Comments by the petitioners
5.1
In comments on the State party’s submissions of 2 December 2003, the
authors contend that the communication is truly individual in nature. They state that,
in any event, the issue of inadequate protection against racist speech under article 4
had been an issue in the Committee’s dialogue with the State party for some time, and
that the concerns expressed by the Committee in its Concluding Observations have
had little impact on the State party.
5.2
The authors reiterate that the Jewish Communities and the Antiracist Centre
should be considered ‘groups of individuals’ for the purpose of article 14 of the
Convention, and that they have standing to submit communications to the Committee.
They note that there is nothing in the wording of article 14 which supports the
interpretation that all members of the group must be able to claim victim status on
their own. If such a strict reading were applied, the words ‘groups of individuals’

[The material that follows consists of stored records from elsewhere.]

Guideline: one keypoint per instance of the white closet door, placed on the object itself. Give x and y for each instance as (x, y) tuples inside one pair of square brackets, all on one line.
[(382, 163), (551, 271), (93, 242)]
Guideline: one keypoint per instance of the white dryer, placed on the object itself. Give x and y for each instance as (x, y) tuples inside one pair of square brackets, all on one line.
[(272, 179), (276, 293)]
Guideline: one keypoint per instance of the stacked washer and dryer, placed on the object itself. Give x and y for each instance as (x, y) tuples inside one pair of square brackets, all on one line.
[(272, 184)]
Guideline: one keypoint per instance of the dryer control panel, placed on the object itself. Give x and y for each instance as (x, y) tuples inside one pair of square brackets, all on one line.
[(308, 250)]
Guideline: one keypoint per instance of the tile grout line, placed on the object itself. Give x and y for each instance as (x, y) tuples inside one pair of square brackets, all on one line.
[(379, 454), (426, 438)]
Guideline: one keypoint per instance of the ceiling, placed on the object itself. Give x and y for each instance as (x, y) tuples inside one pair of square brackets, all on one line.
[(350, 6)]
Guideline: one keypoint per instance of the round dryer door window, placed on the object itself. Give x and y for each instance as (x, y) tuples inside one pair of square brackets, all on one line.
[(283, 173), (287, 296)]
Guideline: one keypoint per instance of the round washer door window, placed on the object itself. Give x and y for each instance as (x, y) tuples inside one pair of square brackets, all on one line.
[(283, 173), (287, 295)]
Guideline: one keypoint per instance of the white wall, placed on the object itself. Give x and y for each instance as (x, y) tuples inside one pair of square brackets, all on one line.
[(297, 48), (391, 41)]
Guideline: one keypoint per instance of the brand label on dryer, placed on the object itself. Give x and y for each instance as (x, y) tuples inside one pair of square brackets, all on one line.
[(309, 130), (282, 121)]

would be deprived of any independent meaning. They contrast the wording of article
14, paragraph 1, with the corresponding provision in the Optional Protocol to the
International Covenant on Civil and Political Rights, 11 which provides that only
individuals may submit complaints for consideration by the Human Rights
Committee. They contend that the expression ‘groups of individuals’, whatever its
outer limits may be, clearly covers entities that organize individuals for a specific,
common purpose, such as congregations and membership organizations.
5.3
As to the requirement of exhaustion of domestic remedies, the authors claim
that, in light of the judgment of the Supreme Court, any legal proceedings taken by
them in Norway would have no prospect of success. They invoke a decision of the
European Court of Human Rights to the effect that the obligation to exhaust domestic
remedies did not apply in circumstances where, due to an authoritative interpretation
of the law by domestic judicial authorities, any legal action by the petitioners would
be pointless. 12 They argue that the same approach should be adopted by the
Committee in relation to article 14 of the Convention. Thus, even if the authors had
not exhausted domestic remedies, the Supreme Court dispensed with this requirement
by handing down a final and authoritative interpretation of the relevant law.
5.4
On the State party’s submission that they are not ‘victims’ for the purpose of
article 14, the petitioners reiterate that article 4 guarantees to individuals and groups
of individuals a right to be protected against hate speech. Failure to afford adequate
protection against hate speech is of itself a violation of the individual rights of those
who are directly affected by the State’s failure to fulfill its obligations. They reiterate
that, just as a person’s status as a potential victim may arise when people are formally
required to breach the law in order to enjoy their rights, so too may it arise where the
domestic law or a Court’s decision impedes the individual’s future enjoyment of
Convention rights. They further state that, in the present case, the individual authors
11
12
Article 1.
Case of Open Door and Dublin Well Women v Ireland, judgment of 23 September 1992.